Na condição de superintendente-executivo do MAM, que é legalmente uma Oscip (Organização da Sociedade Civil de Interesse Público), Molinari, formado em engenharia e propaganda, enfatiza a disciplina orçamentária implementada no museu. "Ele é administrado à luz de um plano de negócios anual, que tem de ser seguido rigorosa e numericamente". O cumprimento de objetivos, afirma, é checado todo mês. A política de remuneração também leva em conta o alcance de metas, com o pagamento de bônus por desempenho. A formação dos funcionários é outra prioridade. Atualmente, 42 deles são beneficiados com bolsas de estudo para cursos diversos - de idiomas, de graduação ou de especialização.

Porém, como é de praxe em empresas que atuam no campo da cultura, o intangível - ou de mensuração menos exata - é computado na avaliação dos resultados. "Há as metas qualitativas, que consistem em entregar bens culturais em forma de projetos", diz o superintendente-executivo. É nesse contexto que se insere o estofo de conhecimento sobre arte tão desejável ao perfil do profissional. Em sua opinião, é mais simples gerenciar uma instituição que visa ao lucro, pois todos andam na mesma direção. "Já em uma instituição cultural, há questões conceituais muito importantes, referentes a como esses objetivos devem ser atingidos. A discussão fica muito mais complexa e rica."

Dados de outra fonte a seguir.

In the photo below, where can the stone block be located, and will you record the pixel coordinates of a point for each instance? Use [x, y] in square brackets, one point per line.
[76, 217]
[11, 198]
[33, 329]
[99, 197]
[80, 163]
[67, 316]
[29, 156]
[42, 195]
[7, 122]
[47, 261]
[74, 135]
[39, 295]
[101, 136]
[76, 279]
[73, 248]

Tal complexidade, contudo, não precisa ser destrinchada por um único estrategista, ressalva Teixeira Coelho, curador do Masp. De acordo com ele, não dá para exigir que uma mesma pessoa seja proficiente em tudo o que o amplo leque da gestão cultural exige. "Um museu pode requerer um profissional para cuidar de sua parte administrativa e outro para cuidar de sua parte técnica", afirma.